Latronica ended up staying two nights and three days in jail because of multiple delays, including the weather-related closure of the county courthouse. She was released by court order Feb. 13, according to the Porter County Sheriff’s Department.

“How silly and stupid that a single mom of three was sitting in a jail cell for three days over this petty issue,” said Latronica’s mother, Dawn Anderson.

Anderson made numerous phone calls to different county government departments, as well as making a $400 payment to the law firm involved in her daughter’s case, she said.

“I was getting extremely frustrated,” she said.

She learned that a warrant was issued for Latronica in 2016.

“A failure to appear violation for an ambulance bill should not be treated the same as a failure to appear for an actual felony,” Latronica said. “People should not be punished for an outstanding debt over their medical issues or their social status.”

Latronica’s case is not uncommon in our country.
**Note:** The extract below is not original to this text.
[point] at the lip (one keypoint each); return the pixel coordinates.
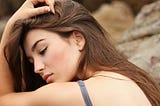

I found hundreds of similar cases through online searches. Debt collectors and attorneys are allowed to use the legal system to collect an unpaid bill, or a portion of it.

It’s easy to ignore these medical bills, especially when you can’t afford to pay them. I’ve been in this situation too many times. And I’ve received too many calls from attorneys reminding me that anything I say can be used against me to collect owed money. Not once were those attorneys kind to me or sympathetic to my situation.

They simply wanted that medical bill paid, or their portion of it. Period.

I understand the anger and frustration from Latronica and her mother. They feel the legal system is taking advantage of low-income, vulnerable citizens. And I agree that three days in jail is too harsh of punishment over an unpaid ambulance bill from five years ago.

The key thing to keep in mind is that the warrant was ordered against Latronica for her failure to appear in court, not for failure to pay that bill. I’ve learned that it’s wiser to show up, make that awkward call, and make an attempt to pay the bill. I once paid a doctor bill over the course of four years at $25 a month.

As for Latronica, she still owes roughly $1,200 for that outstanding bill unless she can prove to the court she’s unable to pay it.

“It just isn’t right,” she told me outside the jail after she was released.